A Knick's Eye View of the NBA Finals

What can the Knicks learn from the NBA Finals matchup?

Wednesday is a very big day for the Knicks.

That's when an arbitrator will take on the issue of whether players claimed off waivers retain the Early Bird Rights that allow teams to exceed the salary cap when re-signing them as free agents. The futures of Jeremy Lin and Steve Novak will be partially shaped by the decision and the future of the Knicks will be almost completely shaped by it.

For the rest of the basketball world, though, Tuesday night is the big night. It's the start of the NBA Finals and we've got a matchup that many people have been hoping to see since the start of the season.

In one corner are the Heat, cobbled together out of superstar egos and trying to finally put something of merit behind the outlandish celebratory introduction that followed the arrival of LeBron James and Chris Bosh in Miami. In the other corner stand the Thunder, a team built through the more traditional avenues of savvy drafting and sharp trading to become something more than the team ripped away from Seattle.

The Knicks obviously cast their lot with the Heat's approach, right down to the overlapping of skills among their star players and the lack of a point guard to direct traffic when things get hinky. We could complain about the fact that the Knicks passed on the chance to build around Oklahoma City's blueprint (and we have), but the fact remains that the Knicks cast their lot with the kind of imperfect balance that the Heat have in place.

Those differences pale in comparison to the similarities, though. There were plenty of moments in this postseason when it seemed that the Heat would falter short of reaching this round and the Thunder looked finished after the first two games against the Spurs.

Both teams survived and the reason was the superlative performance of their best player in both cases.

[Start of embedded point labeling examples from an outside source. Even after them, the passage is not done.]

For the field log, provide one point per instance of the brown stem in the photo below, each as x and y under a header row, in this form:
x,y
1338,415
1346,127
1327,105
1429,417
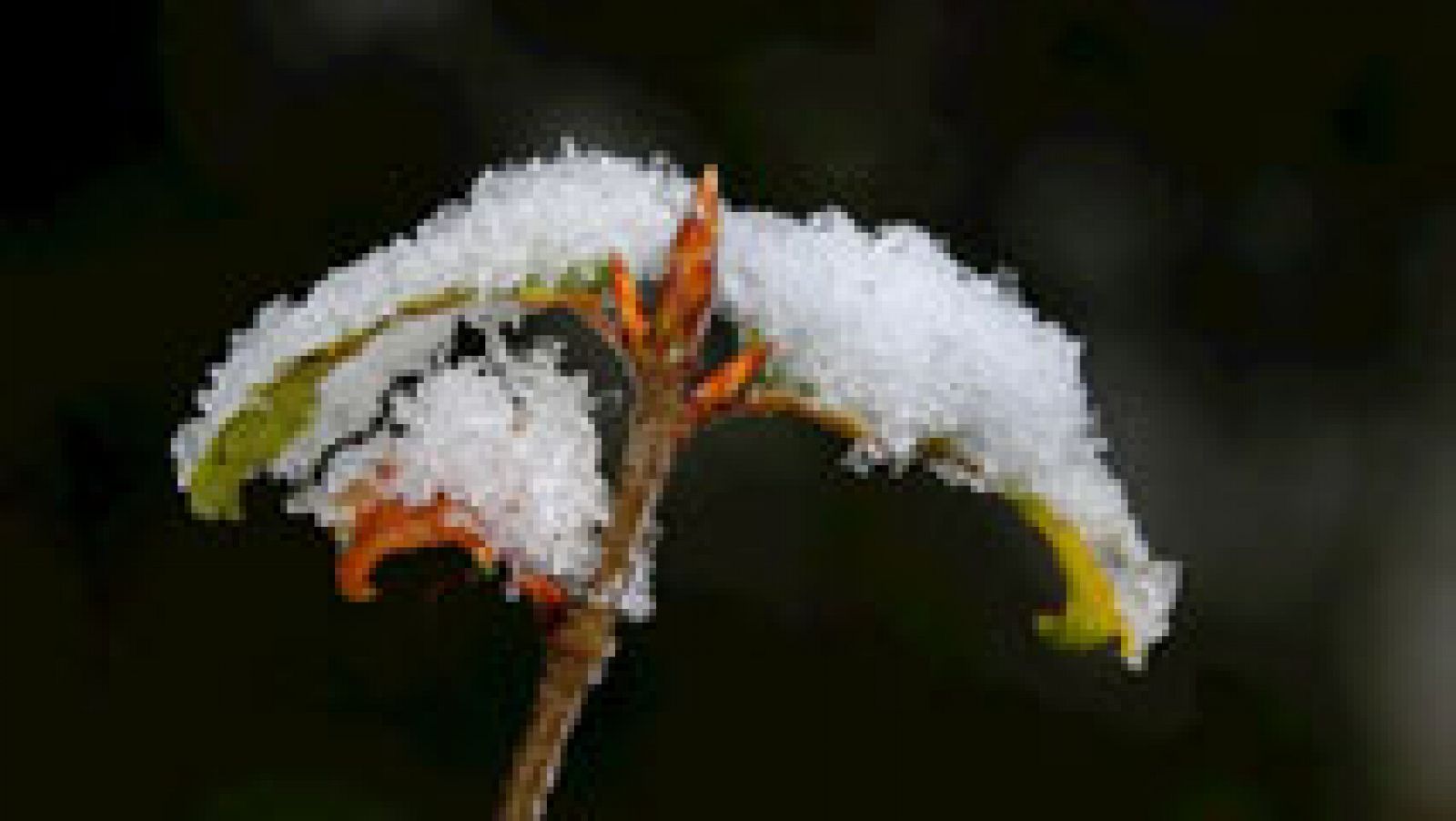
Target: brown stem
x,y
580,646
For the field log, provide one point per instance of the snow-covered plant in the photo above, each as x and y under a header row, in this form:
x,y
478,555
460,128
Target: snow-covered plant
x,y
877,335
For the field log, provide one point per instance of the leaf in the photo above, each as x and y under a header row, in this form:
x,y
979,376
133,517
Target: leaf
x,y
278,410
1091,616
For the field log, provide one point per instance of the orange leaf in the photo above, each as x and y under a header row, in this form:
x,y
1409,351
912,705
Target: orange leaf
x,y
390,526
718,388
689,279
630,305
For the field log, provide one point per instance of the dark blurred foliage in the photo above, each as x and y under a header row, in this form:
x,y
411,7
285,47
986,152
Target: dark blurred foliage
x,y
1244,207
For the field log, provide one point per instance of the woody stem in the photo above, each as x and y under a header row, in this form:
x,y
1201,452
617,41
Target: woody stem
x,y
577,653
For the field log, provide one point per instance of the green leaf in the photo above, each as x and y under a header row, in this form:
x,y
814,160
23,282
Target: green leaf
x,y
278,410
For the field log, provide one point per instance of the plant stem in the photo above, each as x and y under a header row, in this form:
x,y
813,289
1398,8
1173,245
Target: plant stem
x,y
579,650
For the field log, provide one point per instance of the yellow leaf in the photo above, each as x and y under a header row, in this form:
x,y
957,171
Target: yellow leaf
x,y
278,410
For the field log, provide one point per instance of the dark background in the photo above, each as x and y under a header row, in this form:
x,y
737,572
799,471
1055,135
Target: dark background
x,y
1244,207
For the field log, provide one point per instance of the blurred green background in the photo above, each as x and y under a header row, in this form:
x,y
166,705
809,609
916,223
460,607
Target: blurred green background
x,y
1244,207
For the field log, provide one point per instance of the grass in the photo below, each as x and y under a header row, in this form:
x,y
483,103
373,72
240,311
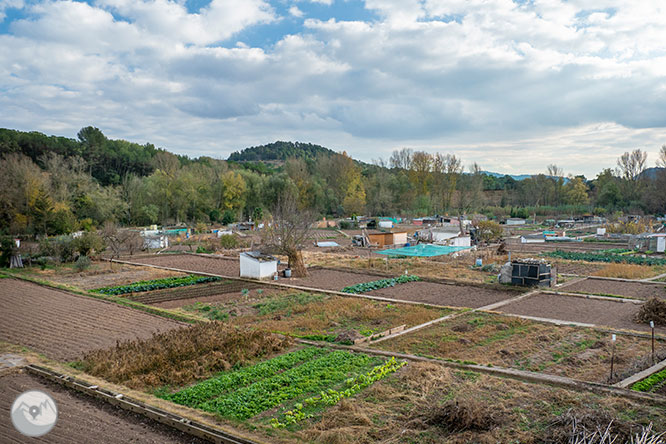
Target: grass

James played as good a game as he will ever play in Game Six to beat the Celtics and Kevin Durant played as good a quarter as he will ever play in the fourth quarter of Game Four to even the Western Conference Finals.

In neither case did the opposing team win another game or, quite frankly, ever seem like they'd win another game. It was one thing to beat the Heat or Thunder with those players doing their usual.

Beating them when they were summoning up the full depth of their powers, though? As impossible to imagine as it was when teams were trying to slow Michael Jordan's unyielding run to another title.

That should be of some solace to the Knicks because they have a player capable of playing a game as good as those players played with their backs against the wall. We've seen Carmelo Anthony take on good teams by himself and come out a winner on the other side, albeit in the regular season far more often than in the playoffs.

Underrate the importance of such a player at your own peril because the list of NBA champions without them is almost impossible to find. The team around Anthony needs work, to be sure, but these two teams have both spent key moments of their season playing Hero Ball because nothing else would suffice.

There are other lessons that the Knicks can learn. The Thunder show the benefits of chemistry borne over time and the Heat provide a reminder that there's no real substitute for talent, but the Knicks already knew those things.

They knew the thing about the superstar, too. The Knicks know just as well as everyone else what they need to do to become a championship team.

It's actually doing it that's the problem.